'En 2002, tous les problèmes liés à la surproduction, depuis 2000, sont devenus visibles. ' C'est ainsi que Joe Ciatti, l'un des plus importants négociants opérant en Californie, résume la situation de cet Etat américain. Raisins non récoltés ou vendus en dessous du coût de production, arrachage de vignes, rachat de petits producteurs et chute des prix du vin : c'est toute l'industrie viticole qui a subi le choc des excédents. Les agriculteurs étaient en première ligne. Pour beaucoup d'entre eux, 2002 fut la première année où ils n'ont pas vendu toute leur production. Les cuves et les caves étaient encore pleines des deux millésimes précédents.
Seuls les viticulteurs de Napa et Sonoma ont tiré leur épingle du jeu, grâce aux contrats à prix garantis. Le prix moyen des raisins de la Napa Valley a même légèrement progressé (+ 4 %, à 2 938 dollars la tonne), malgré une baisse des cours sur le marché libre.
Les vignobles de Central Coast sont moins réputés, et seuls les raisins de très bonne qualité se sont vendus à bon prix. Malgré une récolte inférieure de 30 à 40 % aux prévisions, le reste est parti à des prix souvent inférieurs aux coûts de revient. Certains producteurs n'ont touché que le niveau dérisoire du marché du moût concentré : 65 dollars la tonne.
La Central Valley a subi le revers le plus important, avec une récolte supérieure aux prévisions. Beaucoup de raisins n'ont pas été cueillis, une large proportion est partie vers la production de moûts concentrés et le prix moyen a perdu 9 % (338 dollars la tonne).
Dans les régions peu prestigieuses, de nombreux agriculteurs ont abandonné la culture de la vigne. Au total, entre 22 200 et 30 300 ha ont été arrachés cette année, alors que le vignoble couvre près de 230 300 ha en Californie. Le rythme de plantations nouvelles s'est ralenti (-18,2 % entre 2000 et 2001). Malgré ce freinage conséquent, 16 % du vignoble californien est planté de jeunes vignes qui n'ont pas encore porté de récolte.

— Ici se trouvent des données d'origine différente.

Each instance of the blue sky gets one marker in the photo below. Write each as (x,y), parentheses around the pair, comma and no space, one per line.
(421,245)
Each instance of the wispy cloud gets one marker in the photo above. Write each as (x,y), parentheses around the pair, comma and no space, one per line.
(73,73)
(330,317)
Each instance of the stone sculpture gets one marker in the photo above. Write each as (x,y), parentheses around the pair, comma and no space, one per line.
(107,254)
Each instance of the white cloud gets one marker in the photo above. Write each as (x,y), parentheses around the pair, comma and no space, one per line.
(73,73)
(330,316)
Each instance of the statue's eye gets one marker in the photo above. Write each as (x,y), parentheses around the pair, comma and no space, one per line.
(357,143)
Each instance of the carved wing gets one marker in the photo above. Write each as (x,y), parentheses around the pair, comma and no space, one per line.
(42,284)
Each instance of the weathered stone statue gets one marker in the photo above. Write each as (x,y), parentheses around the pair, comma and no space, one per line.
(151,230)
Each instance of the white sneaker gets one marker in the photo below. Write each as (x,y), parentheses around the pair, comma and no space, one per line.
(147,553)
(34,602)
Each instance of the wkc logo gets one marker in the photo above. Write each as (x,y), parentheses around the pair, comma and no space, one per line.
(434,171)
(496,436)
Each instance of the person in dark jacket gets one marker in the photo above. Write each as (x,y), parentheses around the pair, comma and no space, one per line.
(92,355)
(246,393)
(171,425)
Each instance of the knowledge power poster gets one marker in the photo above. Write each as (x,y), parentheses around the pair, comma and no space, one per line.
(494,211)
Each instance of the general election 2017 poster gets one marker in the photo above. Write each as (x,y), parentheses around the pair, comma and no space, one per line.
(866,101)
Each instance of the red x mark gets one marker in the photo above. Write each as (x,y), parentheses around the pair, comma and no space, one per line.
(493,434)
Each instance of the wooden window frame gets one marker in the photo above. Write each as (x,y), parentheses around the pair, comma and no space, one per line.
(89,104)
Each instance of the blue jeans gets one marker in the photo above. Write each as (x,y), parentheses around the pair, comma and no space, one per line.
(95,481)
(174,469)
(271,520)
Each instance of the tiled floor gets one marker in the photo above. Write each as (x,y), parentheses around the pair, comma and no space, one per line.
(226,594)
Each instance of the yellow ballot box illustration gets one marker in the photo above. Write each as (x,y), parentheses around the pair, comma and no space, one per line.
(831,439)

Les producteurs de vin ont mieux résisté à la tempête. Les plus petites entreprises ont rejoint les grandes, et il n'y a finalement eu que trois mises en faillite (en Napa). Il s'agit désormais de revoir la croissance à la baisse, après dix ans de développement hyperbolique. ' C'est un marché fortement soumis aux fluctuations des tendances, avec un temps de retard important. On en est probablement à la moitié de la période de crise ', prédit Cyril Penn, rédacteur en chef du Wine Business Insider. Une approche optimiste, alors que certains ne prévoient de reprise que dans cinqans.
Cependant, elle pourrait bien se confirmer. La baisse des prix du vin a été répercutée aux consommateurs. Ainsi, elle a permis d'écouler de nombreux stocks et de créer une nouvelle demande. Les acheteurs de vrac semblent enfin se réveiller. Selon l'analyse de Joe Ciatti, une simple reprise économique aurait un effet immédiat grâce au bas niveau des stocks et à la faiblesse du dollar. Mais il ajoute : ' A condition que la récolte 2003 ne soit pas trop importante '.
EXCEDENTS
En Californie : l'Institut du vin (Wine Institute), une organisation qui représente 624 wineries californiennes, estime qu'il y a 10 à 15 % de surproduction. La récolte 2002 fut la plus importante après celle de 2000.
En France : avec 52 millions d'hectolitres, la récolte est la plus basse depuis 1991. Ce déficit a soulagé les marchés des vins de pays et de table.